The global financial meltdown from 2008 caused a freeze to a large number of high-profile construction projects in Dubai and across the world. During the past few weeks, however, many of their names have been brought back to life. Some of the most exciting construction projects announced during the property boom are the four times bigger reproduction of Taj Mahal, the four and half-years delayed Palazzo Versace, a skyscraper holding nine swimming pools and the several mile-long Arabin canal coiled around office buildings.
The current condition of Dubai’s vast real estate market could not be helped by the interest expressed in these massive projects. The emirate suffered a descent of between 60 to 80 percent of real estate value during the past four years since the collapse of the property boom. The recovery is very slow and requieres diversified efforts.
Jones Lang LaSalle projects that 25,000 constructions will be completed in the following year as builders try to revive their on-hold projects. At the same time, at least a quarter of Dubai’s residential properties are still empty.
The situation is slightly oversized in the commercial property market. For example, in the central business district of Dubai a third of the office space is not yet occupied. Bear in mind that in other neighborhoods such as Jumeirah Lake Towers, the rate of occupancy is even lower.
However, now the real estate market appears to be in a little bit better condition than before. But the grounds are not yet fertile to deal with all of the projects being put back into action. They have to be executed in a long term, stage by stage. Building should be determined by the demand.
A large number of projects have been put on hold since 2008 in the UAE. Their total worth is $757 billion dollars, some analysts estimate. This number leaves behind the subtotal value of frozen projects in Qatar, Kuwait, Saudi Arabia, Iraq and Egypt. Many property investors are unhappy, because their projects executors are still in keep of their money. Yet the constructions are not finished, while the negotiations continue.
In spite all of this, the property market in Dubai exhibits signs of rejuvenation.
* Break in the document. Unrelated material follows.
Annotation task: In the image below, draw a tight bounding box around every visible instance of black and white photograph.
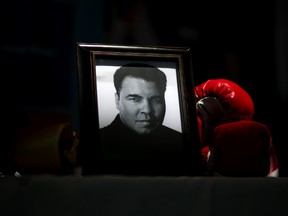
[78,43,204,174]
During the first six months of 2012, real estate transactions rose 50 percent. Though the 12 billion dirhams purchase value is 74 percent less than the 46.5 billion back in the first six months of 2008. As expected, property prices in the Dubai Marina and Downtown Dubai rose around 5 percent this year.
Villas are said to enjoy a higher demand in Dubai. As of now, villas present 20 percent of all homes on the market. Investors’ taste for homes had changed and their demands are a bit different since 2008.
The demand comes mostly from Iranian, Indian and Pakistani investors. They are attracted by the investment opportunities, because Dubai has proven its stability since the Arab Spring and the European financial crisis.
However, the reviving process could not be keep if there is no employment growth and stable population levels. The current overproduction would not stop at least the next ten more years.
On the other hand, the oversupplying could be reduced by tightened credits. According to industry insiders, at least 3 percent more credits are being given to property developers this year. However, a new string of government limitations over the lending system would be applied in 2013.